# EP8 with Di2 gears?



## Verttii (Aug 20, 2009)

I'm new to this e-bike thingy with Canyon Neuron:ON that I got recently, so if there might be a thread on this already or some good article on interwebs, feel free to point me towards the right direction. So far I did not manage to find anything too specific for this purpose...

I have from my old bike left a full XT Di2 set which I would like to hook up to with the EP8 motor system on this bike. AFAIK, I would just need to hook up the shifter and RD to the display unit (SC7000) and that should be it wring-wise, but what do I need to do on the EP8 software side to "enable" the Di2 gears on same system, or is it maybe something the system does automatically when Di2 is connected to the system?

I only found some Youtube videos describing the procedure for the older E8000 motor unit, there one needed to change gears from mechanical to electronic and thats it. Can this be done for EP8 with the eTube app, or is some other app/software needed? Or is this kind of "coding" generally something that would require special tools/cables only bike shops normally have?

Then another thing is related to the functionality side, does the EP8 have such fancy function to reduce power while shifting, when shifting is done with Di2 hooked on same system?
Technically it would be possible, but I did not find any references if it would/could do this or not...


----------



## BetterShifting Terry (4 mo ago)

If you connect compatible units, they should work out of the box. 
In the rare cases where they don't, a firmware update usually fixes that.

Since the SC-E7000 display has BluetoothLE, you should be able to connect to the bike using the E-Tube Cyclist app for Android/iOS. Have you ever done that before?


----------



## Verttii (Aug 20, 2009)

Yep, e-Tube app works fine and firmware seems to be somewhat up-to-date on the e-bike components, some wasn't quite the latest one, but one or two digits only from the latest version. Gotta hook up the Di2 setup first then and update those components (if not latest) before plugging in to the e-bike, however those should be up to date too as I've updated those fairly recently.


----------



## Nakkipata (Feb 20, 2019)

A friend of mine did this modifications to his Orbea Rise. The problem was that the motor software was set for manual shifters only and to enable the di2 option, the bike had to go to Shimano. No service centre or consumers are able to enable it if that is the case.


----------



## Verttii (Aug 20, 2009)

OK, I updated the firmware on the RD and trigger and plugged it in the Canyon. The display gave E030 error, so apparently the settings need to be modified with something more sophisticated than the normal consumer BT eTube app. 
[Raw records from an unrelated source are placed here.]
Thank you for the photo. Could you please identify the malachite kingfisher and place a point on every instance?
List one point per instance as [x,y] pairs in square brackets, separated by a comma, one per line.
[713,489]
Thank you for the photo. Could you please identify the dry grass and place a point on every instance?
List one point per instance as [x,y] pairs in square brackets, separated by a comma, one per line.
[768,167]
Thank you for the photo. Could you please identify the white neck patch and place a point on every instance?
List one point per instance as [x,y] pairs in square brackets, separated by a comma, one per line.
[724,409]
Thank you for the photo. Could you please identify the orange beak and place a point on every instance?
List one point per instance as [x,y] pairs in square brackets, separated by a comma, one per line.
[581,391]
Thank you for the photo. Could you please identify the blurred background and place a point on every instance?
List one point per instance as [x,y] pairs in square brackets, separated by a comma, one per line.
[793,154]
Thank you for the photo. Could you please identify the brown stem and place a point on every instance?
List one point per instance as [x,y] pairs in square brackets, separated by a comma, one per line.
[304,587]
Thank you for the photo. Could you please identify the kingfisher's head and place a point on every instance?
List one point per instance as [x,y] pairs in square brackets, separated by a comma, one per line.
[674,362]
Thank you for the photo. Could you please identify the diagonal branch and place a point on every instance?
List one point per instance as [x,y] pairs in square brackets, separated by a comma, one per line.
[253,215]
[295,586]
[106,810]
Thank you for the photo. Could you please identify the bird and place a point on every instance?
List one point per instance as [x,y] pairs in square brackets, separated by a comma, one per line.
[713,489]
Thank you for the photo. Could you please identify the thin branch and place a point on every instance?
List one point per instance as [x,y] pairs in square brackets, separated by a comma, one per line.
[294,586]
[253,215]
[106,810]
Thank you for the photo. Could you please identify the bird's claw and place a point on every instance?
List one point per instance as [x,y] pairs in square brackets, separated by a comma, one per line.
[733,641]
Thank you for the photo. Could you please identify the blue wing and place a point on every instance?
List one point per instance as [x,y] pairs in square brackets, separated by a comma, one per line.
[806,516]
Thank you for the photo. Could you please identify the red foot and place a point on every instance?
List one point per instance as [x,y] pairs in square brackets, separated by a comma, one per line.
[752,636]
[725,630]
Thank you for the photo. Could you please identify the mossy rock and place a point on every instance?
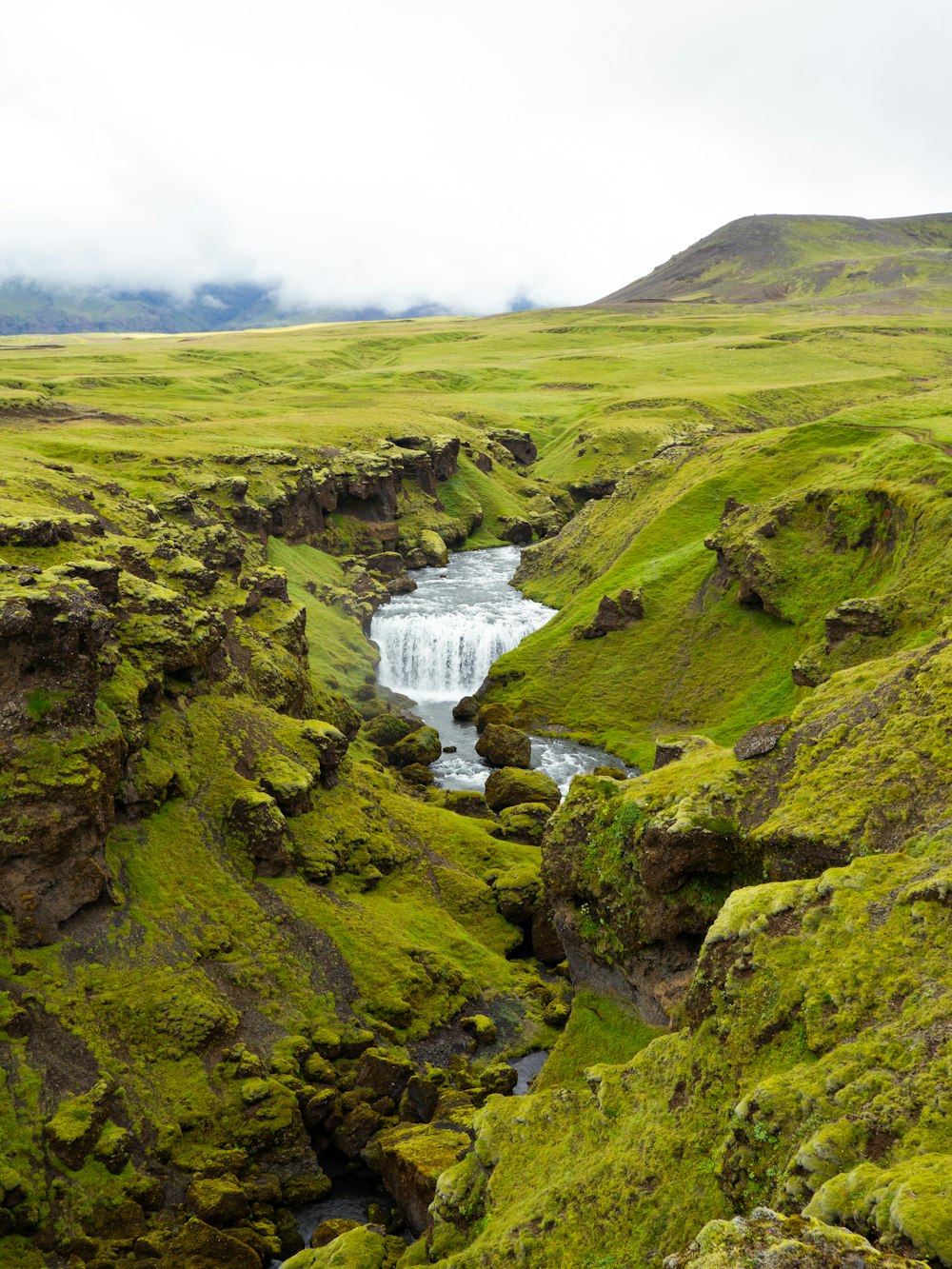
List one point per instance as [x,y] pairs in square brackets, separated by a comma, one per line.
[482,1027]
[510,785]
[494,712]
[365,1248]
[202,1246]
[517,891]
[767,1240]
[421,746]
[411,1159]
[467,803]
[505,746]
[525,823]
[329,1230]
[418,774]
[387,730]
[217,1200]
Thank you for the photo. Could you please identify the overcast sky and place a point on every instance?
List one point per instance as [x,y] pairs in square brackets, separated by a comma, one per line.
[392,149]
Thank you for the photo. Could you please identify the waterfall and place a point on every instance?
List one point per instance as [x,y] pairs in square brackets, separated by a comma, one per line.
[445,656]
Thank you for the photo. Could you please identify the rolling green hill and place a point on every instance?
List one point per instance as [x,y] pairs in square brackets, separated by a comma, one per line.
[895,264]
[41,308]
[242,944]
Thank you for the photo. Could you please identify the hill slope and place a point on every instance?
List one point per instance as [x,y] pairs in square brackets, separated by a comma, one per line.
[832,259]
[30,307]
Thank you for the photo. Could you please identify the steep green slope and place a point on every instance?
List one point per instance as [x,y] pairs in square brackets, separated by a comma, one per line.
[833,259]
[238,944]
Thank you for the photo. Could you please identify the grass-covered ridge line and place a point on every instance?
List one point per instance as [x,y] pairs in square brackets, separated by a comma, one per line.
[238,940]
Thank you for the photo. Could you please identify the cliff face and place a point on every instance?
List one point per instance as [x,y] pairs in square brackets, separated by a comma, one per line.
[238,943]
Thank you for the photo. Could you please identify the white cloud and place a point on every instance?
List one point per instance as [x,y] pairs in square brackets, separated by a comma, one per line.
[464,152]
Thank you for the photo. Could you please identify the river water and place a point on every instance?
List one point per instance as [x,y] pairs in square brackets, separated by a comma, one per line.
[437,644]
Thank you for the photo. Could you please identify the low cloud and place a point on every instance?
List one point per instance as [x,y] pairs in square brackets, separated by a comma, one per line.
[383,153]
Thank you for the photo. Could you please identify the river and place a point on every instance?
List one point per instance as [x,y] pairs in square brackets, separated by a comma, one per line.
[437,644]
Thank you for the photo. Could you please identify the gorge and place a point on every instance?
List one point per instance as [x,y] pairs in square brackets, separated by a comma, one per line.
[262,937]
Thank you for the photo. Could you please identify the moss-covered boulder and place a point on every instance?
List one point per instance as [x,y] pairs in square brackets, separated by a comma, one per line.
[365,1248]
[329,1230]
[494,712]
[767,1240]
[526,823]
[411,1159]
[480,1027]
[202,1246]
[512,785]
[517,891]
[387,1074]
[75,1127]
[505,746]
[421,746]
[467,803]
[217,1200]
[387,728]
[258,826]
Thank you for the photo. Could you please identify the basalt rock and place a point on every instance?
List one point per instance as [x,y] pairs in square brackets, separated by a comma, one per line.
[761,739]
[421,746]
[505,746]
[51,640]
[615,613]
[411,1159]
[512,785]
[864,617]
[520,445]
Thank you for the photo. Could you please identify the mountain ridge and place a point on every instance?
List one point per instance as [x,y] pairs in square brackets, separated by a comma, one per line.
[891,263]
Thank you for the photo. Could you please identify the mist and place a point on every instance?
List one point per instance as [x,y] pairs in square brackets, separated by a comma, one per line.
[457,153]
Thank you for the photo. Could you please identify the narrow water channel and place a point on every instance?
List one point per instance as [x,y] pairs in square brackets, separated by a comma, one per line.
[437,644]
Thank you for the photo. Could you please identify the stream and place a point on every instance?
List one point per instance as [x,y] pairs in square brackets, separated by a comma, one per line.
[437,644]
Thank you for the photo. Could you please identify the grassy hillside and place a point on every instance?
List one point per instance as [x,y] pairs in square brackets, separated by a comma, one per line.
[239,944]
[897,264]
[41,308]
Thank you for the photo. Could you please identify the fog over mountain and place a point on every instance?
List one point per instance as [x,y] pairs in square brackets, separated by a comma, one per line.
[451,155]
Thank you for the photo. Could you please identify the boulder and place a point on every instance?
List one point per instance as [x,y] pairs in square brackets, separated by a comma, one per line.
[421,746]
[201,1246]
[494,712]
[418,774]
[387,1074]
[761,739]
[467,803]
[516,530]
[217,1200]
[517,891]
[482,1027]
[510,785]
[520,445]
[419,1100]
[387,730]
[329,1230]
[615,613]
[411,1159]
[670,749]
[505,746]
[257,823]
[859,617]
[525,823]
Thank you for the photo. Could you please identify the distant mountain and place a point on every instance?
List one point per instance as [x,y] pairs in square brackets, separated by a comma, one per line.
[34,308]
[825,259]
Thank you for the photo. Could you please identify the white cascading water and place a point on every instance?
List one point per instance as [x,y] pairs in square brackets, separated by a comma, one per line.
[438,643]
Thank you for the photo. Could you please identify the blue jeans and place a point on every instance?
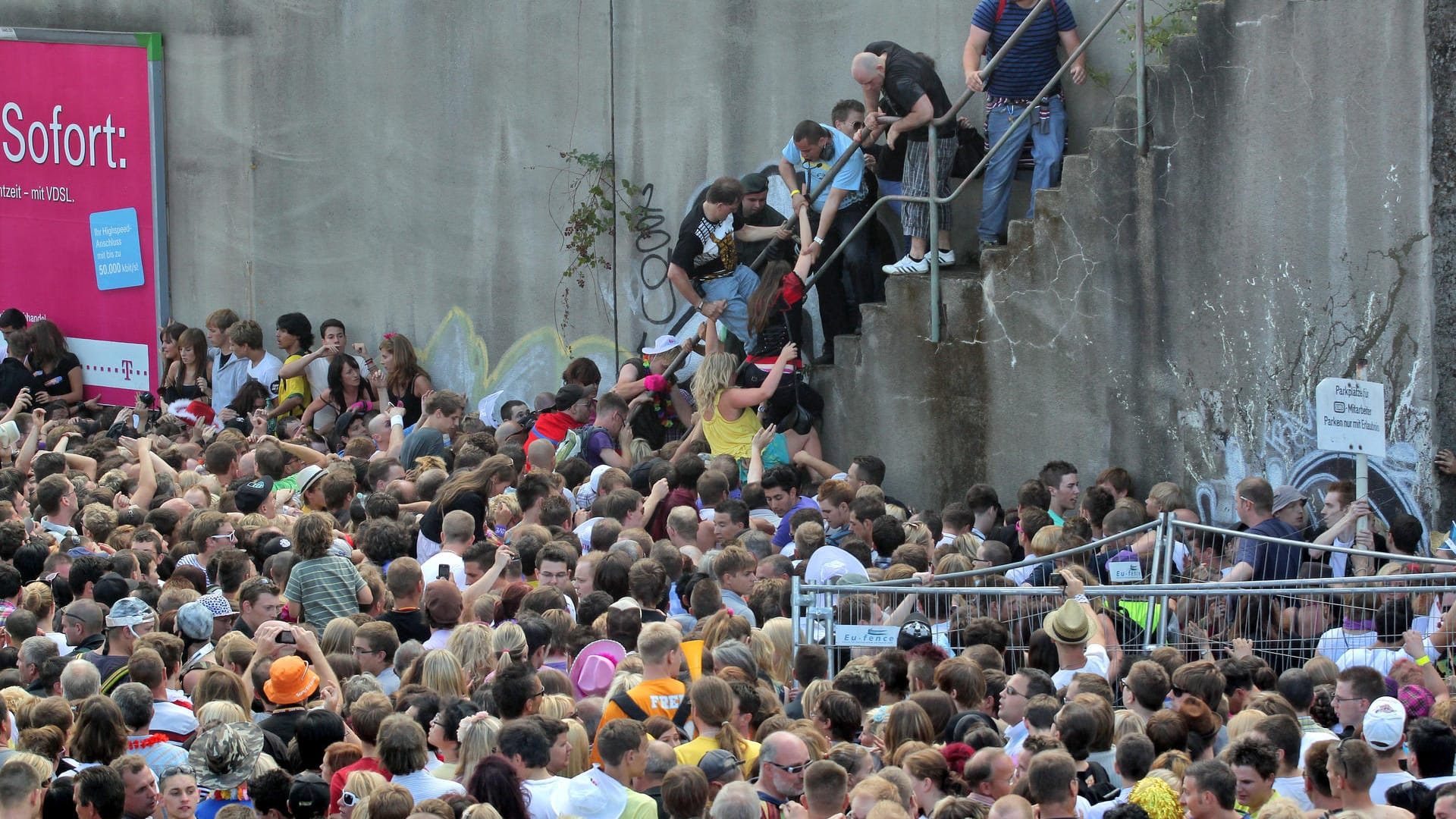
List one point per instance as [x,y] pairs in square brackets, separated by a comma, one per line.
[1002,168]
[736,290]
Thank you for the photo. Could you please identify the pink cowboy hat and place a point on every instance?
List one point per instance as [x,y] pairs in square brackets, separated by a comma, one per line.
[596,664]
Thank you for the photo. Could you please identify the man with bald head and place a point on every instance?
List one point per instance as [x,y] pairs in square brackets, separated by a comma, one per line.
[899,82]
[660,760]
[783,760]
[82,624]
[989,774]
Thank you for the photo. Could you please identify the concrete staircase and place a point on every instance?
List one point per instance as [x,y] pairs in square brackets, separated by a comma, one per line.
[1009,328]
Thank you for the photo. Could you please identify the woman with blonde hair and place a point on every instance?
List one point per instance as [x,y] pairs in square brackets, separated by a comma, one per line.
[471,643]
[220,711]
[400,376]
[908,722]
[967,545]
[357,787]
[714,707]
[479,736]
[509,645]
[557,706]
[557,649]
[723,627]
[918,535]
[1126,723]
[780,667]
[99,733]
[220,684]
[813,692]
[622,682]
[930,779]
[1244,722]
[762,651]
[441,672]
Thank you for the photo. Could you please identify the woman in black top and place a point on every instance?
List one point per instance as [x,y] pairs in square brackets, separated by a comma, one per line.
[347,391]
[469,491]
[775,312]
[188,376]
[400,376]
[15,373]
[55,365]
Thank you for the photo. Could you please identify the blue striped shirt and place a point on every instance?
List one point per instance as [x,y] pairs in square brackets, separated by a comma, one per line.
[1034,58]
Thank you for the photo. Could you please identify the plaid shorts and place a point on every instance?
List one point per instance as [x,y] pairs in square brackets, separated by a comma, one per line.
[916,183]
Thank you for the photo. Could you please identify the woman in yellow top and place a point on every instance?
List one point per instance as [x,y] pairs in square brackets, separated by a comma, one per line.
[727,413]
[714,711]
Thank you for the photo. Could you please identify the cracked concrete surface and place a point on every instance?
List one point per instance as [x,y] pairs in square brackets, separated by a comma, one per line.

Internetz search gave suggestion to Emax app, which supposedly could be used to change gears system from mechanical to electrical. Has anyone experience is Emax a legit app for this kind of purpose? Or is this definitely something that should be done by official dealer with proper tools?


----------



## Nakkipata (Feb 20, 2019)

Verttii said:


> OK, I updated the firmware on the RD and trigger and plugged it in the Canyon. The display gave E030 error, so apparently the settings need to be modified with something more sophisticated than the normal consumer BT eTube app.
> 
> Internetz search gave suggestion to Emax app, which supposedly could be used to change gears system from mechanical to electrical. Has anyone experience is Emax a legit app for this kind of purpose? Or is this definitely something that should be done by official dealer with proper tools?


If that is a new bike, you will lose the warranty using that software. Just contact youe closest shimano service center and let them handle it with shimano directly. We just went through this scenario last week.


----------



## Verttii (Aug 20, 2009)

It is bought used, so no warranty related problems, at lest official warranty. I was just wondering if I there is a way to do it home, it would save me the bother to find some shop that can do that and then drag the bike there... Additionally, if someone plans to do similar in future, would be nice if one could somewhat easily find what kind of wizardry is actually needed.


----------



## Verttii (Aug 20, 2009)

I can confirm that it is possible to change gear settings between electronic and mechanical with the eMax tuning -app, doesn't even require the license. The default gearing is 12 speed and the app detects that the Di2 supports only 11 gears and certain cassettes, so one needs to change also the gear number and rear cog settings accordingly. This was just the initial test if that app works or not, so I'll put some further report when I get the whole thing installed and couple of rides experience on how the Di2 works on an e-bike...


----------